WEEDS OF SUMMER: QUEEN ANNE’S LACE
The Monday Garden, Eco-gardening at its best
June 19, 2005, Issue 169
I am particularly drawn to the tough, urban-pioneer wildflowers that grow in the cracks in the sidewalk, along the roads, and behind the parking lots, reclaiming the land from so-called civilization. They are the true “streetscapers” of our modern sub/urban world. Queen Anne’s lace (Daucus carotais) is a champion “street” flower, capable of enduring long periods of drought in the baking sun.

Picture: Queen Anne’s lace with a small, cute bee who is also a useful pollinator. Bedford Street Stamford CT Summer 2004.

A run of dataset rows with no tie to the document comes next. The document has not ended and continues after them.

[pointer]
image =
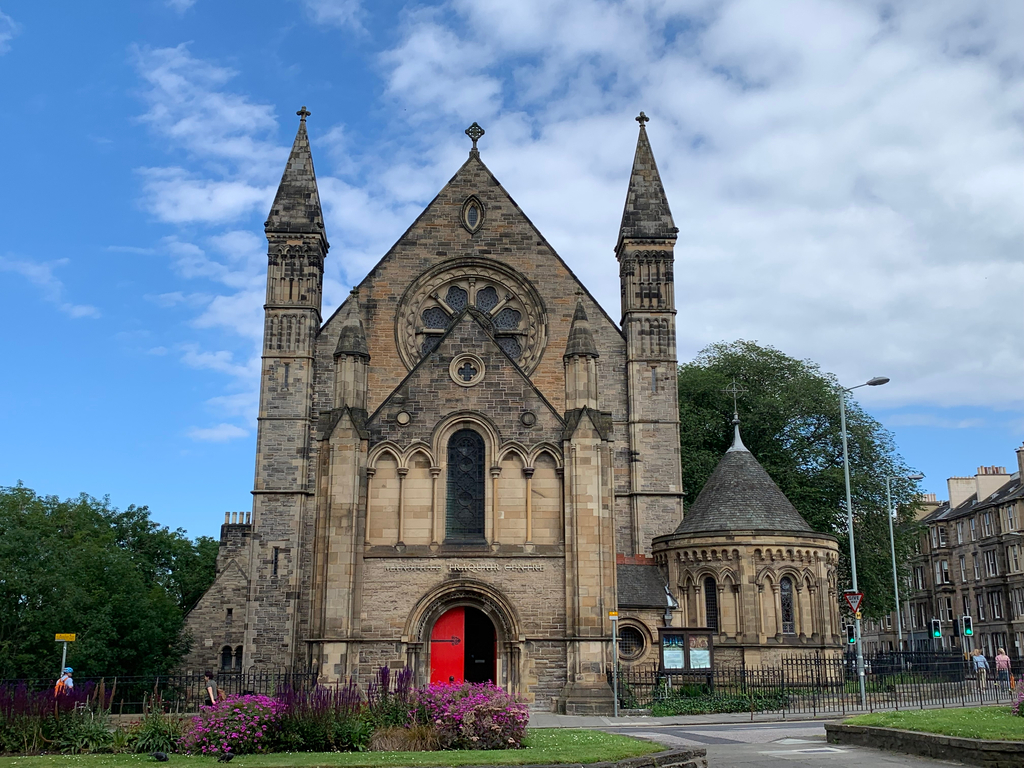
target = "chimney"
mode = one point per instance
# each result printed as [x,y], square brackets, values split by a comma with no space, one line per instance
[961,488]
[989,479]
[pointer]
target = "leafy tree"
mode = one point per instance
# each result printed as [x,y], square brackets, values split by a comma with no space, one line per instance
[116,579]
[790,418]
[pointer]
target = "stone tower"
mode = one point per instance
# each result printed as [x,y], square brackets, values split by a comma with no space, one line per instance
[283,491]
[645,253]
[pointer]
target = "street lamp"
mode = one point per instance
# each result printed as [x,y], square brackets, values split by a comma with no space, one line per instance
[876,382]
[892,547]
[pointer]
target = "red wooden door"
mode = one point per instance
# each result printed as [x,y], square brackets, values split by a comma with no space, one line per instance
[448,647]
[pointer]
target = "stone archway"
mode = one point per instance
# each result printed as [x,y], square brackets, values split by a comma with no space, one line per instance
[436,616]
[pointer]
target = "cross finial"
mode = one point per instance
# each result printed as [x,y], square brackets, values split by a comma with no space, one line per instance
[474,132]
[733,389]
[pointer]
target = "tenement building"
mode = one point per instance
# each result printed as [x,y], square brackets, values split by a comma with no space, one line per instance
[469,464]
[970,562]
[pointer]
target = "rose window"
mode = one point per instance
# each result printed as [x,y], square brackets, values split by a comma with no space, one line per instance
[510,306]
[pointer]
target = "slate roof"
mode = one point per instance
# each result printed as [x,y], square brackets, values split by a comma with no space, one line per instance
[581,339]
[1013,488]
[740,496]
[640,587]
[646,212]
[296,207]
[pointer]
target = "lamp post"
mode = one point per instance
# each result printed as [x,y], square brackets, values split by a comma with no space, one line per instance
[876,382]
[892,548]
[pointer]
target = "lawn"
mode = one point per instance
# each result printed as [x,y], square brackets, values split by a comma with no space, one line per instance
[541,745]
[976,722]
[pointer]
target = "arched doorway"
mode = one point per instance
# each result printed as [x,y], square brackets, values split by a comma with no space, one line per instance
[463,647]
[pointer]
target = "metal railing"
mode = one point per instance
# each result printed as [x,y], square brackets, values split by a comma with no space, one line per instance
[822,685]
[177,693]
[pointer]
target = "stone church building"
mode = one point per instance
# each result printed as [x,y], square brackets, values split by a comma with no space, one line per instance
[469,464]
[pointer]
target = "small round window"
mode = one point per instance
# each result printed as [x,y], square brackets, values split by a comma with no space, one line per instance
[631,643]
[472,214]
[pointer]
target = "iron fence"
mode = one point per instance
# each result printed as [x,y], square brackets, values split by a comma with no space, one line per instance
[178,693]
[823,685]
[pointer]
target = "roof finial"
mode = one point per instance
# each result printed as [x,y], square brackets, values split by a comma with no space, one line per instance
[474,132]
[734,389]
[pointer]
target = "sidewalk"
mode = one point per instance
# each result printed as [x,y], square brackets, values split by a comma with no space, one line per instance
[548,720]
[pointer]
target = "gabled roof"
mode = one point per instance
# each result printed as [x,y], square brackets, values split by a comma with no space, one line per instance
[640,587]
[740,496]
[296,207]
[646,213]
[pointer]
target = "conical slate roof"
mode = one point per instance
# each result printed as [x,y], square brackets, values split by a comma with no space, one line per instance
[740,496]
[581,339]
[646,212]
[296,207]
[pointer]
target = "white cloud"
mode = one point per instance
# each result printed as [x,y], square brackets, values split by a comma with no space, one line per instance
[219,433]
[8,30]
[848,178]
[40,273]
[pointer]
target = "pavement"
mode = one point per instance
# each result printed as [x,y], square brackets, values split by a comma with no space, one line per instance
[735,741]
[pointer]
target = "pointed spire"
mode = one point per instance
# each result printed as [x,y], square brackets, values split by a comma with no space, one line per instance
[737,441]
[352,339]
[581,341]
[646,213]
[296,207]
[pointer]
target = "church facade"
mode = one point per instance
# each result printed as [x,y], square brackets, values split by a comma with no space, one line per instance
[465,468]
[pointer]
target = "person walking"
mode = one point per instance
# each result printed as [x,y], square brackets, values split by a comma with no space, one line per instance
[1003,669]
[211,688]
[980,668]
[66,684]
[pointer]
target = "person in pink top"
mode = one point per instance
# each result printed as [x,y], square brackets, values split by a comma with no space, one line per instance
[1003,668]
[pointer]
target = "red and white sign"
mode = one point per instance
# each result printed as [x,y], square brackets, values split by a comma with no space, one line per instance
[854,599]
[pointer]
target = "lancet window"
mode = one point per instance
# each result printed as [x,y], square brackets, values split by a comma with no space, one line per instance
[465,513]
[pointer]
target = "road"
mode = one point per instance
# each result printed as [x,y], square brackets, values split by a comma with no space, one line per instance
[800,744]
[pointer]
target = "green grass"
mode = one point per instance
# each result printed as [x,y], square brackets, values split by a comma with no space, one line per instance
[977,722]
[541,745]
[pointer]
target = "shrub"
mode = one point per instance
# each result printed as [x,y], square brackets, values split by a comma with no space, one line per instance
[714,704]
[239,725]
[156,732]
[326,719]
[31,721]
[389,698]
[472,716]
[406,738]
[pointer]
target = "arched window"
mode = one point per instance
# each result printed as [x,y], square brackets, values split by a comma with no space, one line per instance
[785,597]
[465,487]
[711,603]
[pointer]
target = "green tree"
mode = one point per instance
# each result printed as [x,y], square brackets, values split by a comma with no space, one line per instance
[790,417]
[115,578]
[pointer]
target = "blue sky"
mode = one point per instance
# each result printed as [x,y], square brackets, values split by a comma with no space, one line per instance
[848,179]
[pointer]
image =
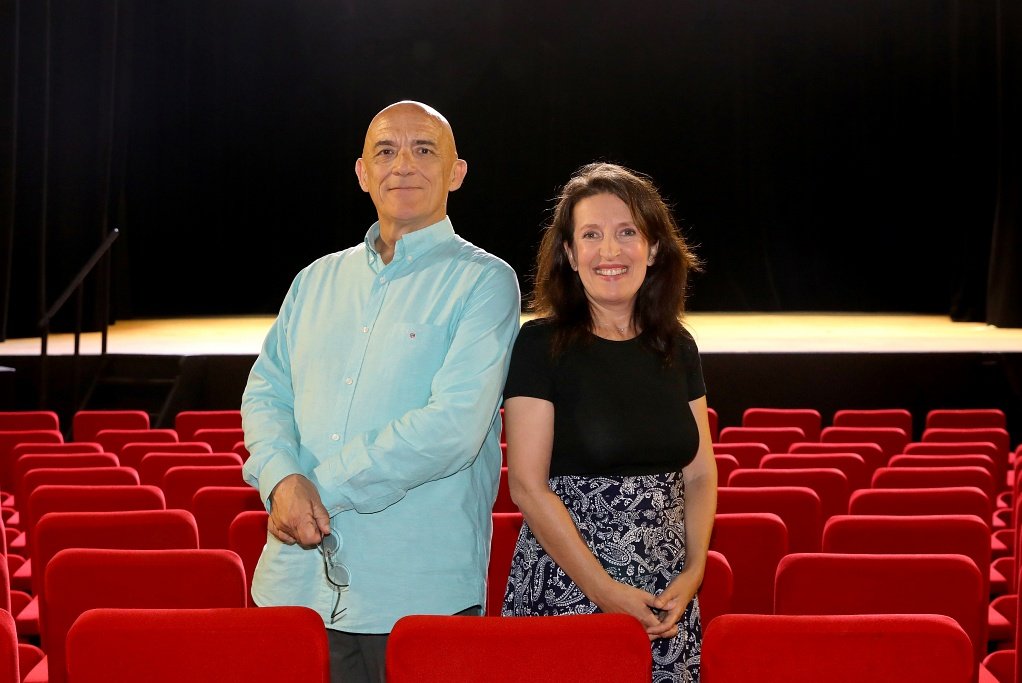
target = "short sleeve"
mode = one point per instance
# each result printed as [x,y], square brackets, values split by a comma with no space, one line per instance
[693,367]
[529,373]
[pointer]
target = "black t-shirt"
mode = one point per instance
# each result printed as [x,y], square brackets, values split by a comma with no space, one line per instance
[617,410]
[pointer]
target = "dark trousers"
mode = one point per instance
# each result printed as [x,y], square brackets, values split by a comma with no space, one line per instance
[361,657]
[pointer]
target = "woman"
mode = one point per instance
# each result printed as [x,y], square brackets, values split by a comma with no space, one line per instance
[609,454]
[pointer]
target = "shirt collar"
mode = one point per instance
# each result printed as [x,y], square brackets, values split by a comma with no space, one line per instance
[413,244]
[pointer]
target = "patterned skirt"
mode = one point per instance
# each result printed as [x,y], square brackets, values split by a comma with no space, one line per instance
[635,526]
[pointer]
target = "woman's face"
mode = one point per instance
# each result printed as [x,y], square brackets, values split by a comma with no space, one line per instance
[610,253]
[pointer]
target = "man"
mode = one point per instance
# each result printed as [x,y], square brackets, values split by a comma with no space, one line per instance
[371,413]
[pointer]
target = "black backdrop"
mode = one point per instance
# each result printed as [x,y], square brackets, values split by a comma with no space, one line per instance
[845,155]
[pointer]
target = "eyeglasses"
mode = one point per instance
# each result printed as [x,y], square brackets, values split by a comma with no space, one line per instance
[337,575]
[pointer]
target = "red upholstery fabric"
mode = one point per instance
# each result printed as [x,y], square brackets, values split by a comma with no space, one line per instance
[966,418]
[562,649]
[198,646]
[17,420]
[777,440]
[215,509]
[245,538]
[83,579]
[890,440]
[506,528]
[187,422]
[932,477]
[949,500]
[807,419]
[748,455]
[798,507]
[831,485]
[895,417]
[220,440]
[753,543]
[780,648]
[872,453]
[180,484]
[891,584]
[154,465]
[717,588]
[87,423]
[132,454]
[851,464]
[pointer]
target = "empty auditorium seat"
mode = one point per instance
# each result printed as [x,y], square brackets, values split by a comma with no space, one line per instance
[807,419]
[753,544]
[851,464]
[777,440]
[427,648]
[187,422]
[506,528]
[836,648]
[108,645]
[798,508]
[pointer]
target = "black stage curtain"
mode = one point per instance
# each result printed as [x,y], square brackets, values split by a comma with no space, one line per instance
[822,155]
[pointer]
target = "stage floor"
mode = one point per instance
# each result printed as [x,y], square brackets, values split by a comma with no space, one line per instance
[715,332]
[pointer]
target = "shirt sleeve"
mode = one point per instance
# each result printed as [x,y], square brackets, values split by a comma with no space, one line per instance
[378,467]
[268,408]
[530,373]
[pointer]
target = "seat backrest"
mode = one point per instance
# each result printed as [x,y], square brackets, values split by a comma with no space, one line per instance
[114,440]
[892,584]
[109,645]
[181,483]
[132,454]
[220,440]
[187,422]
[83,579]
[777,440]
[831,485]
[798,507]
[895,417]
[807,419]
[14,420]
[747,454]
[946,500]
[154,465]
[890,440]
[215,508]
[841,648]
[87,423]
[851,464]
[871,453]
[966,417]
[8,440]
[506,529]
[958,534]
[753,544]
[929,477]
[246,537]
[716,589]
[426,648]
[146,530]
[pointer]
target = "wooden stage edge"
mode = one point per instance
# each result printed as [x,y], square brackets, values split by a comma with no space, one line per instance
[715,332]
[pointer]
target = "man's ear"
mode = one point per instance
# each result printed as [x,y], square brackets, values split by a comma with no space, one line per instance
[458,174]
[360,172]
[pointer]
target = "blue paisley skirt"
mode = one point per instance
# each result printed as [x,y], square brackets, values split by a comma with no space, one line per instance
[635,526]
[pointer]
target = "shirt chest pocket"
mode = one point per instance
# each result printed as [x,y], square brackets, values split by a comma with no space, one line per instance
[408,355]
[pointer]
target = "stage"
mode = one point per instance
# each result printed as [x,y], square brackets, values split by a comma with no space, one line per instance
[823,361]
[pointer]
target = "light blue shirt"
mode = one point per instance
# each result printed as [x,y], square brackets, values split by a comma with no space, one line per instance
[382,383]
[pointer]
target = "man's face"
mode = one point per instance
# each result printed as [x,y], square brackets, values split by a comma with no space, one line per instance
[408,166]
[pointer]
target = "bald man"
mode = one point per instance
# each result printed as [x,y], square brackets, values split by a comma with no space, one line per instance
[371,414]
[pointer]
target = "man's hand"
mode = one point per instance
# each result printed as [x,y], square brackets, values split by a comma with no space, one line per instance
[296,512]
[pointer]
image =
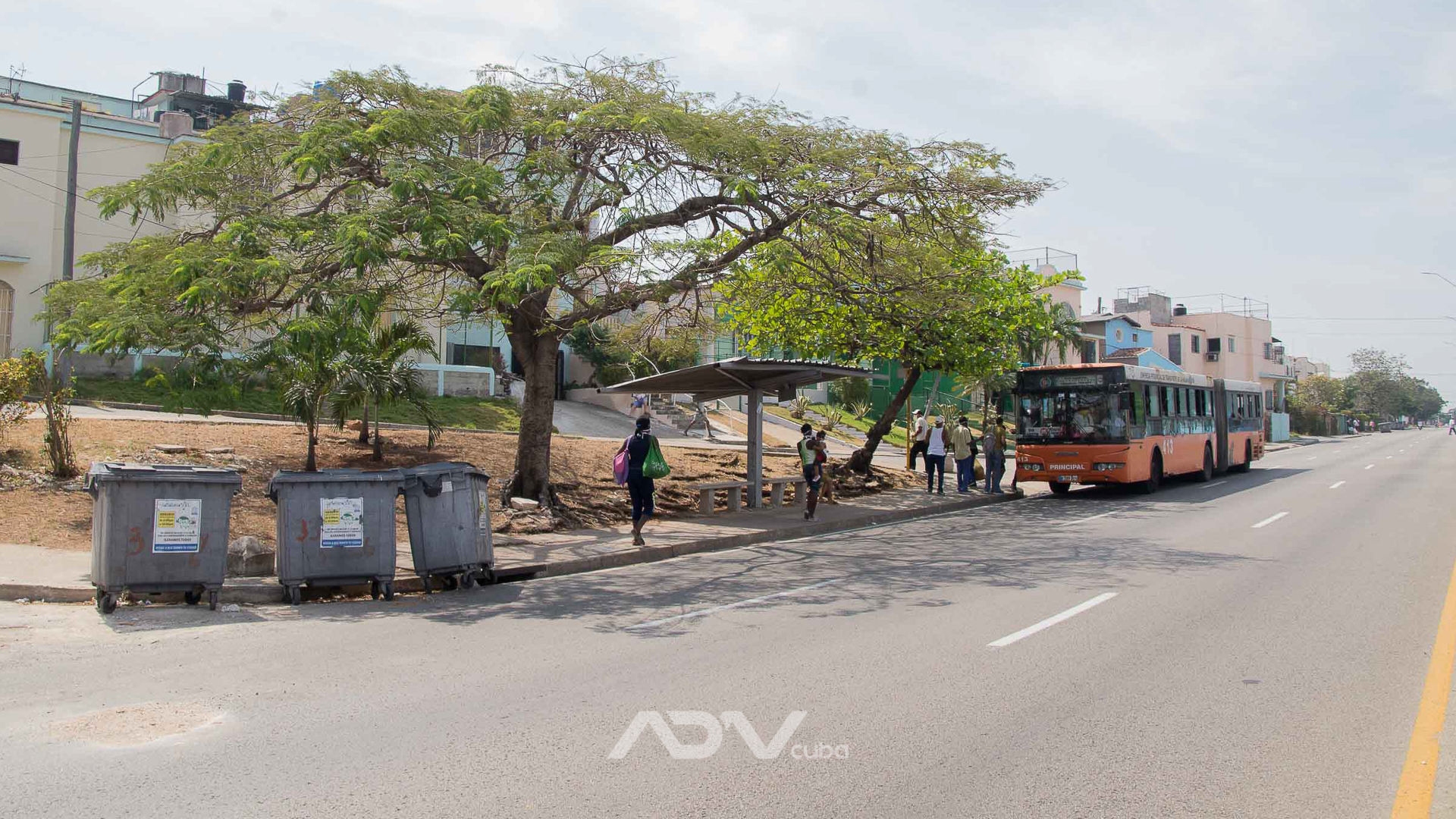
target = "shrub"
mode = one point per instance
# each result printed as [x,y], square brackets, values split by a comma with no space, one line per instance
[15,379]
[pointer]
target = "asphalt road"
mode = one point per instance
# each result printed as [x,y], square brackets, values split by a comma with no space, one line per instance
[1250,648]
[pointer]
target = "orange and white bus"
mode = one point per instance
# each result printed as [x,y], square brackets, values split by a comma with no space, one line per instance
[1128,425]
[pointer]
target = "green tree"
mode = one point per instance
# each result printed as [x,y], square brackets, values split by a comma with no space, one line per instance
[856,290]
[549,200]
[384,372]
[315,360]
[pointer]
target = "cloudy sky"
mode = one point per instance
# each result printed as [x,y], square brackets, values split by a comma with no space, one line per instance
[1294,152]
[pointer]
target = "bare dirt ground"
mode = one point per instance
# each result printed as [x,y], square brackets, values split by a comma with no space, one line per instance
[582,469]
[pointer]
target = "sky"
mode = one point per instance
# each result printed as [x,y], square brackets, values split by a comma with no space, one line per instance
[1294,152]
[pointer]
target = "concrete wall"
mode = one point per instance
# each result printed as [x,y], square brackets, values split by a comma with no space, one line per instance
[33,210]
[610,401]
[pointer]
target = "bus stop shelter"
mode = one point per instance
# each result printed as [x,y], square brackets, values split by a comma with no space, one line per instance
[743,376]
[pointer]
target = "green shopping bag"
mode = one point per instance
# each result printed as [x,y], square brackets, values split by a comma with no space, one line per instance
[654,465]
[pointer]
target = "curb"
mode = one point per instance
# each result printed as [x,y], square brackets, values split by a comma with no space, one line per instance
[268,591]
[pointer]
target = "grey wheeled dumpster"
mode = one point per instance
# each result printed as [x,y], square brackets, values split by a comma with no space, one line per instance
[337,528]
[159,528]
[449,513]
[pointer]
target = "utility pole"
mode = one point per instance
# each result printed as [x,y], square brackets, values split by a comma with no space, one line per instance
[63,363]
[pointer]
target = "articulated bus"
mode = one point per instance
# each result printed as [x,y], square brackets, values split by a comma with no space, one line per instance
[1126,425]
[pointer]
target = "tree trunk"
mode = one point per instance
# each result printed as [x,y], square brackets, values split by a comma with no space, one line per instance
[312,464]
[538,356]
[379,439]
[862,458]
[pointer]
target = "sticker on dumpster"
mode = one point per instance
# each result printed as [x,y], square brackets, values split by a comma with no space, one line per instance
[178,525]
[343,522]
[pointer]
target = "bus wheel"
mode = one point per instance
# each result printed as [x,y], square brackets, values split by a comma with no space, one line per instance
[1248,460]
[1155,474]
[1207,466]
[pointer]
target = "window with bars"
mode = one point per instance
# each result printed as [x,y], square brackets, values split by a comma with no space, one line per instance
[6,318]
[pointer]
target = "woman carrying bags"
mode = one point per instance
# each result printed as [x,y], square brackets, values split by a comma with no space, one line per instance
[644,463]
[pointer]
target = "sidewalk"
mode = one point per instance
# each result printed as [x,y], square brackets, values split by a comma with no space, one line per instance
[39,573]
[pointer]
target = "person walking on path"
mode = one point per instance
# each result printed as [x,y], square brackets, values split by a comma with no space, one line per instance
[821,464]
[639,487]
[937,447]
[919,441]
[808,455]
[995,439]
[963,441]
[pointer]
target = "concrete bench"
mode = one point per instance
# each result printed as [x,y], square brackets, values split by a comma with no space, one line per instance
[708,491]
[777,488]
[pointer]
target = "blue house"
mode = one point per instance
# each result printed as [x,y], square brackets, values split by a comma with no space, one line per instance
[1122,338]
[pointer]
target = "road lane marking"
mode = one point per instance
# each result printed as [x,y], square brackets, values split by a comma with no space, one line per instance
[723,608]
[1052,620]
[1413,796]
[1267,521]
[1085,519]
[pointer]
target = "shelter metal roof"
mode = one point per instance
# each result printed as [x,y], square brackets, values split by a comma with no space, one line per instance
[740,376]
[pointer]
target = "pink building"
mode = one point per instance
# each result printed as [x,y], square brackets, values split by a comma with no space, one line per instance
[1218,335]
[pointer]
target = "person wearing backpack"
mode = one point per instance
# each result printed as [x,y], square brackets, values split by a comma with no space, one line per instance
[808,455]
[639,487]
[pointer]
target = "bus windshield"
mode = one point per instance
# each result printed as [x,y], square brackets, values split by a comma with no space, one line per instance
[1074,416]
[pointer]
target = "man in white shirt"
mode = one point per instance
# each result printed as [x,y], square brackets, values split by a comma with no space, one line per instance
[935,450]
[919,439]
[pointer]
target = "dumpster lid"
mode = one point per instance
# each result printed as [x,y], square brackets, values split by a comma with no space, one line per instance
[332,475]
[102,471]
[427,469]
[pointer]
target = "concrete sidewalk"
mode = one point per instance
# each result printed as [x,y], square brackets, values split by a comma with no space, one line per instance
[39,573]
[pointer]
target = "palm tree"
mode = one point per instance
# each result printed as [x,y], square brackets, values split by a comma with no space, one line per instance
[312,357]
[384,373]
[1063,330]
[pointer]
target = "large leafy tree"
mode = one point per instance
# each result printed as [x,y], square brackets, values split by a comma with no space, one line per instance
[549,200]
[855,289]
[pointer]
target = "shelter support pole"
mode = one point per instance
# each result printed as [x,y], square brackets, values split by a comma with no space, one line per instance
[755,447]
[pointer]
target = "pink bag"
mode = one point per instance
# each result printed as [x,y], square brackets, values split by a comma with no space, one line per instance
[619,465]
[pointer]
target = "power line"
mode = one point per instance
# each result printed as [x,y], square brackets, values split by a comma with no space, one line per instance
[53,203]
[63,190]
[85,152]
[88,172]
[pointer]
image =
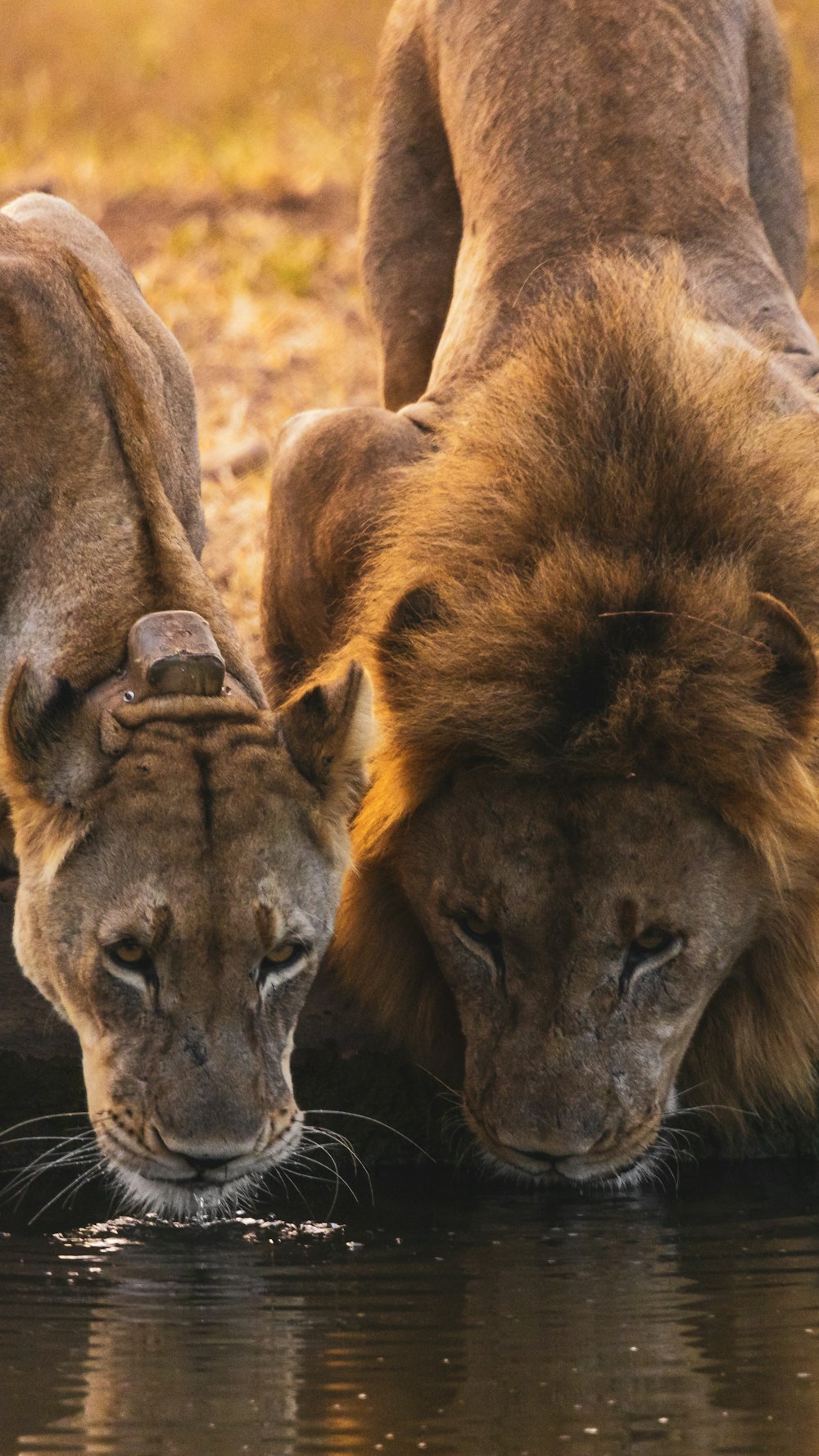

Queen Anne’s lace, though, is much more than a pretty face. With humans, it has a long, long history as a decorative, medicinal, and food plant. While the livestock don’t care much for Queen Anne’s lace (for example, Queen Anne’s lace is supposedly poisonous to rabbits), the birds eat the seeds, and small songbirds use the waving flower umbels as a song perch. Queen Anne’s lace also attracts and nurtures many, many beneficial insects (so named by farming and gardening humans because the insects are predators that keep other insects in check and/or help out in other ways e.g. by making silk).